# Amazon sword shooting off runners



## Daryl (Jun 1, 2010)

Hey all,

My amazon sword plant is starting to send off a bunch of runners that have what appear to be a number of new smaller sword plants. I assume the plant is propogating, but I'm not sure what to do about it, if anything. 

Should I be cutting these runners off? Will the main plant be harmed if I do?

I'm not really interested in growing any additional sword plants, but I don't want to ruin the established plant.


----------



## jobber (May 14, 2010)

Leave them until they grow leaves and perhaps roots. Won't hurt mother plant.


----------



## TheYellowDart (May 3, 2010)

Let them grow and then sell them on here for cheap.


----------



## 2wheelsx2 (Apr 21, 2010)

You can let them grow a bit and cut them off or you can just let them continue to grow. They start taking in their own nutrients once they get big enough leaves.


----------



## Rogo (Mar 1, 2015)

Once the off-shoot has its own roots you can safely cut it from the main plant.

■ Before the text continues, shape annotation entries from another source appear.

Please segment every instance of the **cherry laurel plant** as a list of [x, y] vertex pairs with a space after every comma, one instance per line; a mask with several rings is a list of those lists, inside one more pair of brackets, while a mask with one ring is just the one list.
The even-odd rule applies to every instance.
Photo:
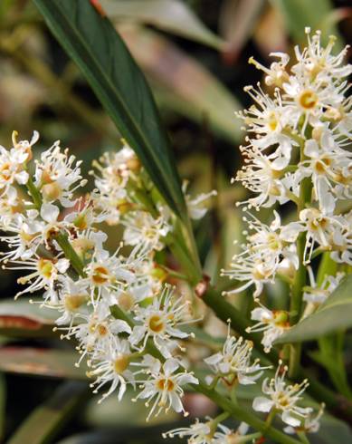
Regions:
[[[339, 202], [352, 197], [352, 154], [347, 149], [352, 101], [346, 98], [352, 67], [344, 64], [346, 48], [332, 54], [333, 37], [322, 47], [319, 33], [307, 34], [308, 46], [296, 48], [293, 63], [281, 53], [271, 54], [275, 62], [269, 68], [250, 60], [265, 72], [267, 88], [247, 87], [254, 103], [239, 114], [248, 136], [241, 147], [244, 167], [233, 180], [252, 194], [243, 202], [246, 242], [223, 275], [235, 281], [228, 294], [252, 293], [257, 306], [249, 333], [262, 333], [265, 352], [313, 313], [352, 265], [352, 212], [339, 210]], [[262, 394], [252, 410], [267, 414], [266, 429], [256, 430], [252, 416], [230, 429], [222, 422], [231, 412], [222, 407], [217, 418], [196, 420], [165, 437], [198, 444], [252, 442], [277, 417], [285, 432], [277, 437], [279, 442], [298, 442], [285, 440], [290, 434], [309, 442], [306, 434], [319, 430], [324, 406], [303, 406], [309, 381], [292, 383], [287, 378], [293, 374], [297, 351], [290, 365], [280, 361], [271, 371], [252, 356], [252, 343], [232, 335], [236, 325], [229, 324], [223, 346], [213, 348], [213, 354], [209, 349], [203, 364], [187, 355], [185, 345], [194, 339], [187, 324], [199, 319], [192, 300], [167, 284], [181, 274], [157, 261], [157, 252], [177, 242], [177, 221], [134, 151], [125, 143], [119, 152], [95, 161], [95, 188], [83, 195], [87, 180], [81, 162], [59, 141], [33, 160], [38, 138], [34, 131], [31, 140], [19, 141], [14, 132], [13, 147], [0, 148], [1, 240], [8, 246], [2, 253], [3, 267], [24, 272], [16, 298], [42, 292], [42, 299], [33, 303], [56, 310], [55, 329], [77, 344], [77, 365], [86, 362], [99, 402], [109, 395], [121, 400], [128, 388], [136, 392], [134, 401], [144, 400], [147, 420], [170, 409], [186, 416], [183, 396], [189, 388], [196, 391], [203, 384], [235, 404], [239, 384], [260, 384]], [[203, 203], [214, 194], [186, 196], [192, 218], [205, 214]], [[297, 217], [288, 223], [276, 209], [269, 224], [254, 214], [289, 202], [297, 207]], [[123, 242], [112, 253], [106, 246], [106, 224], [123, 228]], [[337, 272], [318, 282], [317, 267], [309, 264], [324, 252]], [[291, 287], [290, 312], [269, 309], [261, 301], [264, 285], [276, 279]], [[207, 369], [205, 382], [191, 362]]]

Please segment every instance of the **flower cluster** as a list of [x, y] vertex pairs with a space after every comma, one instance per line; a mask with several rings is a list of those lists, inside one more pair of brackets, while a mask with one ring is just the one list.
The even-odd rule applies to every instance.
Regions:
[[[18, 141], [14, 132], [13, 147], [0, 148], [3, 267], [24, 272], [15, 297], [36, 294], [33, 303], [56, 311], [55, 330], [74, 340], [76, 365], [86, 361], [100, 401], [113, 392], [121, 400], [130, 386], [151, 405], [147, 419], [186, 414], [183, 387], [198, 383], [181, 363], [192, 307], [154, 259], [173, 231], [170, 212], [127, 145], [94, 163], [96, 189], [83, 198], [81, 162], [60, 141], [33, 159], [38, 138]], [[212, 194], [186, 196], [190, 215], [203, 217]], [[124, 227], [112, 253], [103, 222]]]
[[[241, 147], [244, 166], [233, 181], [253, 195], [242, 203], [247, 240], [223, 275], [238, 283], [228, 294], [253, 288], [259, 305], [252, 312], [256, 323], [249, 331], [263, 332], [266, 352], [290, 328], [290, 314], [261, 304], [265, 285], [281, 279], [293, 288], [296, 276], [308, 268], [310, 287], [302, 297], [307, 315], [343, 275], [325, 275], [317, 284], [316, 266], [309, 264], [326, 254], [338, 271], [352, 265], [352, 212], [340, 209], [343, 200], [352, 197], [352, 153], [347, 148], [352, 101], [346, 96], [352, 65], [344, 63], [347, 48], [332, 53], [334, 37], [323, 47], [319, 32], [311, 36], [306, 31], [308, 46], [295, 48], [293, 63], [281, 53], [271, 54], [276, 61], [269, 68], [250, 59], [264, 72], [269, 92], [260, 85], [247, 87], [254, 104], [239, 113], [248, 136]], [[297, 217], [288, 223], [282, 223], [275, 209], [269, 224], [252, 214], [253, 209], [289, 202], [297, 206]]]

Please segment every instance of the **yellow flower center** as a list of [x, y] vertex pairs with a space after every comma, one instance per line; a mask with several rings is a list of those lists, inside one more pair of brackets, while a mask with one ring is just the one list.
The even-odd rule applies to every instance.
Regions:
[[148, 320], [148, 327], [153, 333], [159, 333], [165, 330], [165, 323], [158, 314], [153, 314]]
[[122, 373], [128, 367], [129, 358], [126, 354], [119, 355], [114, 361], [114, 371]]
[[163, 378], [157, 382], [157, 388], [166, 391], [172, 391], [175, 389], [175, 382], [170, 378]]
[[303, 91], [300, 95], [299, 102], [305, 110], [312, 110], [318, 103], [318, 95], [311, 90]]

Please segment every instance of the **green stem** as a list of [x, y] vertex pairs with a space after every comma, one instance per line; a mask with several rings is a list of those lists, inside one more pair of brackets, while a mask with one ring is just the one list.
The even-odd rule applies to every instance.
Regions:
[[66, 233], [59, 233], [55, 236], [56, 242], [62, 247], [66, 258], [70, 260], [71, 265], [76, 270], [81, 277], [85, 277], [84, 265], [80, 256], [72, 248]]
[[300, 441], [303, 442], [303, 444], [309, 444], [309, 441], [304, 431], [298, 431], [297, 435], [300, 438]]
[[[118, 305], [111, 307], [111, 314], [118, 318], [126, 321], [130, 327], [135, 325], [133, 320], [125, 314], [125, 312]], [[147, 345], [147, 351], [161, 362], [165, 362], [165, 358], [161, 355], [160, 352], [155, 347], [152, 343], [148, 343]], [[199, 379], [199, 378], [198, 378]], [[263, 435], [271, 438], [272, 439], [281, 442], [281, 444], [298, 444], [299, 441], [292, 438], [288, 437], [281, 431], [274, 429], [273, 427], [268, 427], [268, 424], [257, 418], [254, 414], [246, 411], [246, 410], [240, 407], [240, 405], [234, 405], [231, 401], [218, 393], [214, 389], [211, 389], [208, 385], [199, 380], [199, 384], [189, 384], [189, 389], [205, 395], [212, 400], [218, 407], [220, 407], [224, 412], [233, 416], [236, 420], [244, 421], [253, 429], [258, 430]]]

I also cut-off the "stem" at the base of the main plant, too.


----------



## Daryl (Jun 1, 2010)

Good to know. Thanks everyone. The runners have lots of clumps of leaves, but no roots yet. I'll let them get bigger and then cut them & post them here for cheap.


----------



## Rogo (Mar 1, 2015)

Daryl said:


> Good to know. Thanks everyone. The runners have lots of clumps of leaves, but no roots yet. I'll let them get bigger and then cut them & *post them here for cheap.*


...and everyone gets in line to be the first to send a PM


----------